As he felt the car start to lower again, Mitch focused his attention on the lollipop resting just in front of him. It flipped over, and then it lifted, and the instant it began to rise, Mitch was on it, zipping back out into the pitlane, and heading towards the exit.
“Good job,” Pierre said.
“Sorted?” Mitch asked, but barely heard the response. He was at the pitlane exit, crossing the line, and up to full speed. Keeping the car firmly inside the white line, he braced himself for the first corner turn. Gliding around the ever-tightening circles at Shanghai, Mitch spotted a car rapidly approaching him. Out of nowhere, it appeared on his right, cutting across the gravel, and before he knew what had happened, he had been pushed off track.
The momentum kept them both going, bouncing across the trap, stones springing up into the air and showering onto them. Mitch felt them hit his helmet, and looked across to see who had lost control of their car. He couldn’t make out the driver amongst the dust that had sprung up, and before he had time to think anymore, they came up against the barriers with a massive bump.
“Safety Car,” came the message over Mason’s radio.
“Mitch is out.”
“Of the race? He was leading!”
But Mason soon saw the incident for himself. A few seconds further ahead, the Safety Car was waiting for him at the end of the pitlane. He reduced his speed, and watched as the train of cars gathered behind him. They took the first corner slowly, and Mason glanced to his right. A tangle of carbon fibre was pushed up against the barriers, a crowd of marshals working to make sense of the mess, and the medical car just arriving.
Then they were past, and Mason had an entire lap to complete before he could take another look.

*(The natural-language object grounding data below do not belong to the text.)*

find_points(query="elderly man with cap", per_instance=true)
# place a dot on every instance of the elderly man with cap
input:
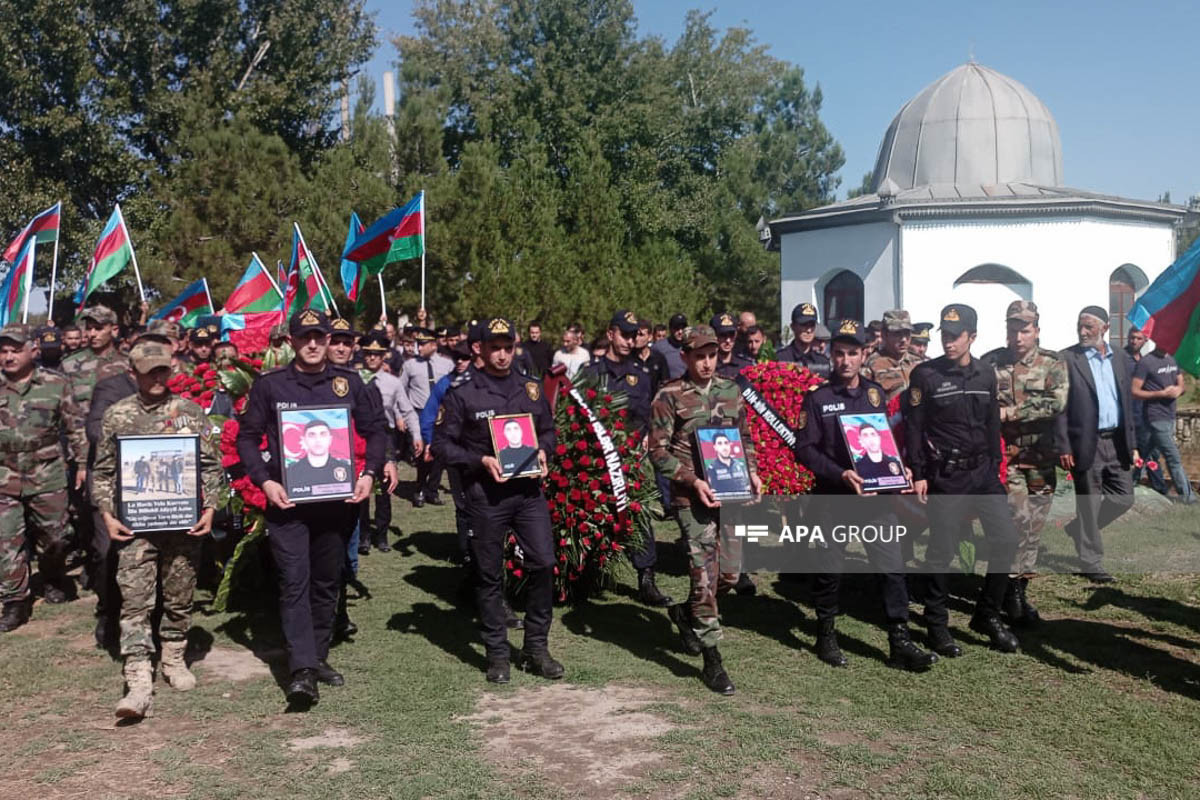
(621, 370)
(36, 410)
(309, 542)
(952, 426)
(1096, 437)
(498, 504)
(418, 379)
(162, 560)
(701, 398)
(1032, 386)
(803, 348)
(918, 343)
(821, 446)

“Is he alright?” Melissa shouted. Pierre shrugged. The world feed was showing them images of the two cars being separated, and the medical team were getting to the drivers. A marshal stepped into shot, covering the screen in orange.

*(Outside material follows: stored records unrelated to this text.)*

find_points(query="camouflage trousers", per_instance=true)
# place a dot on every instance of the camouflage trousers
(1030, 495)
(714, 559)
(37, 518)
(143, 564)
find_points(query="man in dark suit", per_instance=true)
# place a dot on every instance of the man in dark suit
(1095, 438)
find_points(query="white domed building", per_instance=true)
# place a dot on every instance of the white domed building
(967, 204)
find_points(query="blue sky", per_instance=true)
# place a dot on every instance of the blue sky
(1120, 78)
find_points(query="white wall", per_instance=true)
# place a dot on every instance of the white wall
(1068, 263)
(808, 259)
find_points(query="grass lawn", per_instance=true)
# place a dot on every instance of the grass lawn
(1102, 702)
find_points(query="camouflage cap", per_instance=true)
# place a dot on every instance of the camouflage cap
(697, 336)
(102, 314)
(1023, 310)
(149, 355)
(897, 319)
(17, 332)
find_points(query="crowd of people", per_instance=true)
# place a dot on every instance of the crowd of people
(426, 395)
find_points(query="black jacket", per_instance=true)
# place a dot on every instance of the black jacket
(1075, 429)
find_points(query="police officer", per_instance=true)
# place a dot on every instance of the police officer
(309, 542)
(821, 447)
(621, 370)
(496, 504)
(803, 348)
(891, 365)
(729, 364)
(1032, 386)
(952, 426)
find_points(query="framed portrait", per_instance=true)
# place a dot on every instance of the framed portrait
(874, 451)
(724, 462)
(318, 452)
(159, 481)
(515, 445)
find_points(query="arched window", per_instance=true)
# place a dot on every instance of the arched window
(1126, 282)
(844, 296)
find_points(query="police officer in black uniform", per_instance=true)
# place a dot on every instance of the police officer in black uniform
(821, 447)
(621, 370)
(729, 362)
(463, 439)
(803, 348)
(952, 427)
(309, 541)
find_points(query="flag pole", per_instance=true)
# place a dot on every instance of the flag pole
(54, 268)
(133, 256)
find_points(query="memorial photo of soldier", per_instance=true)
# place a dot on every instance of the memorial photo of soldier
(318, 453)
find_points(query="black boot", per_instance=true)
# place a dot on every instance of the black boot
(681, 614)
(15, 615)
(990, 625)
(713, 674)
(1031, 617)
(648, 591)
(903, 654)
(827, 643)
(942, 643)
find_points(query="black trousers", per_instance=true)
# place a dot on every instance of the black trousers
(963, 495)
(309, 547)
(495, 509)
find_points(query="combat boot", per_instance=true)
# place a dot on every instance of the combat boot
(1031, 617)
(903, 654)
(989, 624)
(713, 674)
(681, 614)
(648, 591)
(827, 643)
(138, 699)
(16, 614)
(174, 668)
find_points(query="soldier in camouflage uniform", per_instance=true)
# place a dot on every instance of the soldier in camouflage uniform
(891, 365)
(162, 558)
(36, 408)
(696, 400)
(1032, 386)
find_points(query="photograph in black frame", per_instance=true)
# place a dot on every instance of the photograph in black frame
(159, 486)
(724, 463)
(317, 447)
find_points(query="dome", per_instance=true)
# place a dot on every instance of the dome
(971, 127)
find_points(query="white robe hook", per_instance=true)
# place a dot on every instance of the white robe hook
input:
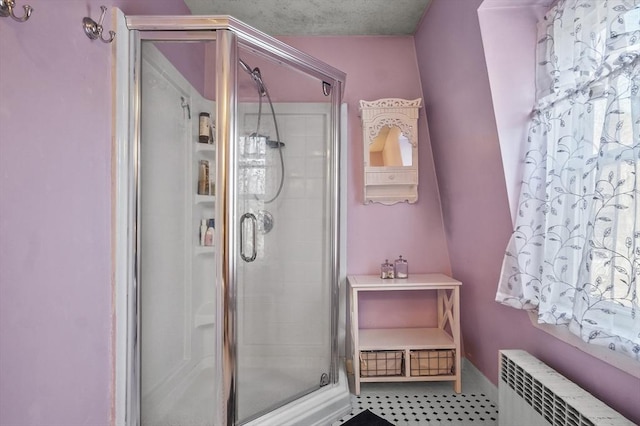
(6, 9)
(93, 30)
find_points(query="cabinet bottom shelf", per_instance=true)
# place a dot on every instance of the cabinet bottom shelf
(378, 379)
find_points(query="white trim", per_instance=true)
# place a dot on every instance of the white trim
(613, 358)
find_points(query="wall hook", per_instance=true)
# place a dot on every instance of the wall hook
(93, 30)
(6, 9)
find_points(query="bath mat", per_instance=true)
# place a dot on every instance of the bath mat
(366, 418)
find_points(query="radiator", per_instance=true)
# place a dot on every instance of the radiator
(530, 393)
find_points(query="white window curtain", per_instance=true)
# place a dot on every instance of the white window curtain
(574, 255)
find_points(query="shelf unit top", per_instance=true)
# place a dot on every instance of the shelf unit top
(404, 338)
(414, 281)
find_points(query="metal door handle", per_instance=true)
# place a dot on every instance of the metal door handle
(254, 222)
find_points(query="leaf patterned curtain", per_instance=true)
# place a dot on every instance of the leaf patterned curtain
(574, 255)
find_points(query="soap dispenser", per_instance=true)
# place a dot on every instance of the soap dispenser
(401, 268)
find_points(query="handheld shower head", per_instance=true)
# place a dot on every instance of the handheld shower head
(255, 76)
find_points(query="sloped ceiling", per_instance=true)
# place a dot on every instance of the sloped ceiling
(320, 17)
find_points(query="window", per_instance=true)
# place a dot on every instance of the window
(575, 252)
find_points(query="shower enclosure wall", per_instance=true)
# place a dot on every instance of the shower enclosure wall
(241, 327)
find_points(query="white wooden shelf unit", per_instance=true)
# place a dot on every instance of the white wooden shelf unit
(445, 336)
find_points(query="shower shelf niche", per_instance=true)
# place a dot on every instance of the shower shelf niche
(203, 250)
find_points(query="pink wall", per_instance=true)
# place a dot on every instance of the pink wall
(383, 67)
(476, 209)
(55, 215)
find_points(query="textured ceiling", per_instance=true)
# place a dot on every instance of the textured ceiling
(320, 17)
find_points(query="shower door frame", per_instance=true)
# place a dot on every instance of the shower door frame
(229, 34)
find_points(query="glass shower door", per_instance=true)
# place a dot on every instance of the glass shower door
(283, 207)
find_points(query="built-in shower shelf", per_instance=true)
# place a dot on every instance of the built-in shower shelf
(202, 250)
(205, 315)
(205, 199)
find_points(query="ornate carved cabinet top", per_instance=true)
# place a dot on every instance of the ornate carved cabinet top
(390, 141)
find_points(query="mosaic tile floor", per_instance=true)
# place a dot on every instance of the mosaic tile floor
(429, 404)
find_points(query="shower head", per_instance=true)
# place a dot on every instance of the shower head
(255, 76)
(269, 142)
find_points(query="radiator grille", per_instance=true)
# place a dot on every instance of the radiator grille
(556, 399)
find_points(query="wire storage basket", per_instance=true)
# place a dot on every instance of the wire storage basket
(381, 363)
(435, 362)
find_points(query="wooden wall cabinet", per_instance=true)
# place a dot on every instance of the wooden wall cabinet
(390, 141)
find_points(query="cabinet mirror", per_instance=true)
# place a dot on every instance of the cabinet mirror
(390, 133)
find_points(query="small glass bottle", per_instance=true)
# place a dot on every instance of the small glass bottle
(386, 270)
(204, 127)
(402, 268)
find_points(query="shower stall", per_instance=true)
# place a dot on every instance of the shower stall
(228, 256)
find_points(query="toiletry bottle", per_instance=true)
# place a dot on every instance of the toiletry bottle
(204, 127)
(203, 231)
(212, 132)
(203, 178)
(386, 270)
(402, 268)
(208, 237)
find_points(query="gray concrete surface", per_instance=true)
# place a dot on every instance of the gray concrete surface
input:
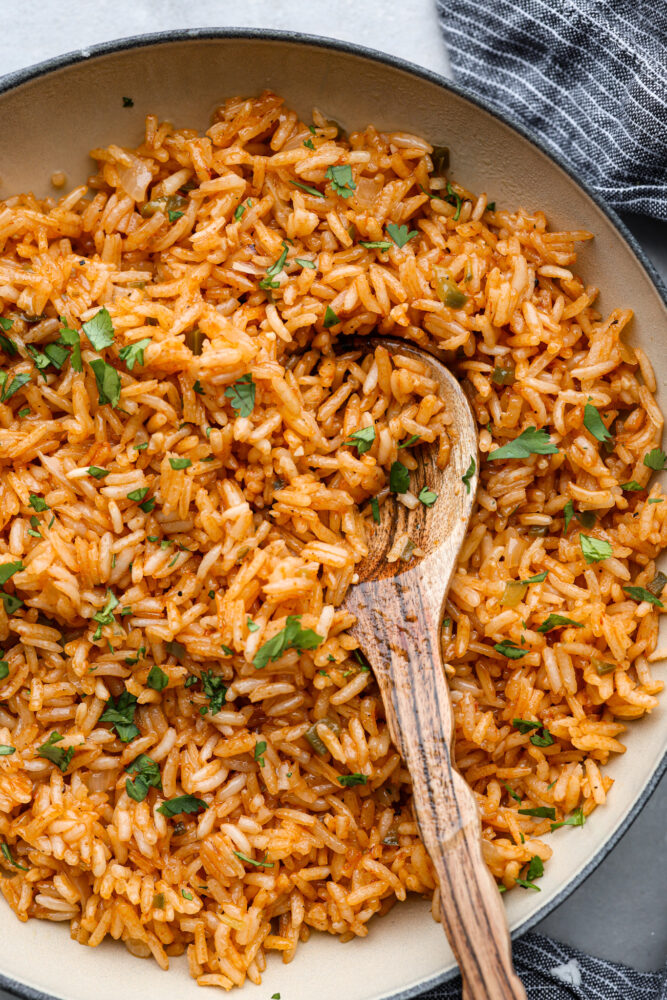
(619, 912)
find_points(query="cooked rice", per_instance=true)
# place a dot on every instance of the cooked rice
(271, 518)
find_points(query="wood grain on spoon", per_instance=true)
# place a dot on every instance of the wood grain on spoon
(399, 615)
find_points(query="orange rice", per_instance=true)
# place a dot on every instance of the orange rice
(224, 503)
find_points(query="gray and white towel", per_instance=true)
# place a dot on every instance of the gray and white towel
(588, 77)
(553, 971)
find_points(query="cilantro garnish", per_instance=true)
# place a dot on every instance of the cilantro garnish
(292, 636)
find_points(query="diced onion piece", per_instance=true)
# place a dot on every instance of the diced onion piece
(514, 593)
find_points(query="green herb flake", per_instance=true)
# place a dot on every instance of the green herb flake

“Move!” Pierre yelled, gesturing at the monitors.
Eventually, the screen cleared, and both Melissa and Pierre breathed a sigh of relief. Mitch was climbing from the car, one thumb up to the crowds and the camera.

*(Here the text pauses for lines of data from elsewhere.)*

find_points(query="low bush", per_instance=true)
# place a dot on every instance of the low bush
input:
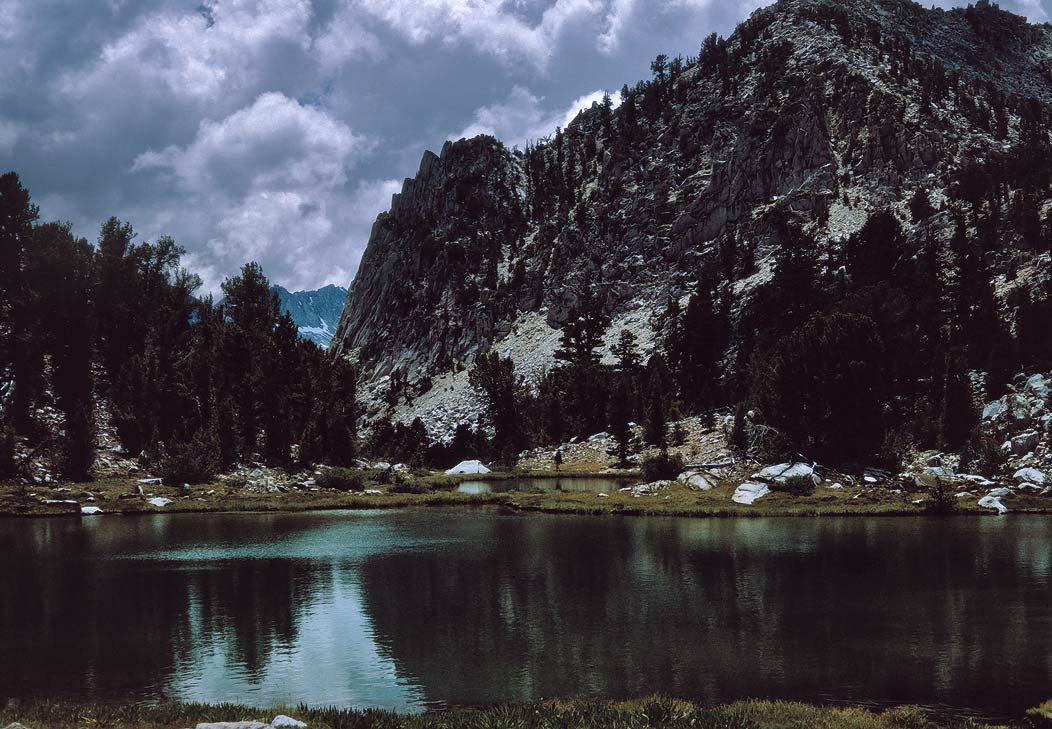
(941, 499)
(342, 480)
(796, 485)
(662, 467)
(409, 486)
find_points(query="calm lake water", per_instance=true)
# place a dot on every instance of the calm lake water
(409, 610)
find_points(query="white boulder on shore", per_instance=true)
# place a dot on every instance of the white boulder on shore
(993, 503)
(784, 471)
(695, 480)
(467, 467)
(279, 722)
(750, 491)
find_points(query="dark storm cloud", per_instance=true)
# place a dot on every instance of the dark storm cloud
(277, 129)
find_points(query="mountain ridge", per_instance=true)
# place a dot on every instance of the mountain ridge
(817, 112)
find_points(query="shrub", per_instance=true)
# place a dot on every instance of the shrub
(796, 485)
(409, 486)
(7, 467)
(662, 467)
(342, 480)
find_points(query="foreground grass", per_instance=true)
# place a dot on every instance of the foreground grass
(563, 714)
(438, 492)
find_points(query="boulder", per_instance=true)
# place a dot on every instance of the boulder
(749, 492)
(1038, 386)
(1029, 476)
(1018, 411)
(467, 467)
(784, 471)
(649, 489)
(1024, 443)
(695, 480)
(995, 410)
(993, 503)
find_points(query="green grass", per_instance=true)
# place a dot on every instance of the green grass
(439, 491)
(560, 714)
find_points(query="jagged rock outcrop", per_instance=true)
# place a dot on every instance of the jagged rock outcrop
(816, 110)
(316, 314)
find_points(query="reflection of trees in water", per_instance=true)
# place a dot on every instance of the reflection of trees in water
(78, 623)
(488, 608)
(846, 609)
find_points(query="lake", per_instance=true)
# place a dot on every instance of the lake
(409, 610)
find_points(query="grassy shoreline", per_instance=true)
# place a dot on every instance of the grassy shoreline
(112, 497)
(643, 713)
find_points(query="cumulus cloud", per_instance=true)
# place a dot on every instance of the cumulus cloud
(271, 180)
(491, 26)
(522, 117)
(218, 51)
(191, 117)
(345, 39)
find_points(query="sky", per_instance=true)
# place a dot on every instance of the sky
(276, 130)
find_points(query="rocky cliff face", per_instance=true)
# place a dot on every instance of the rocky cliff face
(315, 312)
(817, 110)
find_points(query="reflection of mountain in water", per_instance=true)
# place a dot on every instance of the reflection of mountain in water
(409, 608)
(74, 622)
(717, 610)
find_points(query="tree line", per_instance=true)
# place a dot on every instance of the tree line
(116, 330)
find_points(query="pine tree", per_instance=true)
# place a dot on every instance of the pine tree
(17, 217)
(626, 353)
(583, 331)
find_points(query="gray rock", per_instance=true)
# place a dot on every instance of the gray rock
(695, 480)
(1029, 474)
(1038, 386)
(995, 410)
(784, 471)
(1025, 443)
(993, 503)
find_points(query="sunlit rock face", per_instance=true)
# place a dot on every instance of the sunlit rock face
(814, 112)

“Good,” Mason replied, betraying no emotion. “What’s the plan now?”
“You’re leading. The plan is to win.”
Melissa stepped out from the shade of the medical centre into the bright sunshine, surveying the waiting journalists. A sea of microphones and cameras swung in her direction, notepads were opened, pens poised.
She cleared her throat. “Mitch is fine,” she said. “He took quite a knock and may have concussion. No other serious injuries.”
“Does he know what happened?” a voice called out.
“We’ve all seen the replays,” Melissa said, “Mitch can add nothing to what’s there for everyone to see. It was a separate collision that sent Leroy’s car directly into ours. Mitch was just a passenger.”
“Is Leroy okay?” another voice.
“As far as I know, he’s okay.” Melissa offered a half-smile. “It turns out Mortimer cars make great cushions.”
The media scrum chuckled, and Melissa excused herself, returning to the sanctuary of the medical centre.
“There he is,” Mason said, as Mitch walked into the motorhome.
Mitch shrugged. “Headache. I hear congratulations are in order. You nicked my victory.”
“We won the race for you,” Mason smiled, proudly, clapping his teammate on the back. “Now we’re thinking about a bit of a celebration. Want to join in?”
“‘Sposed to be resting,” Mitch said.
“Yea, but you can rest later. Just a bit of a thank you to the guys after such a tough day. Come on, what do you say?”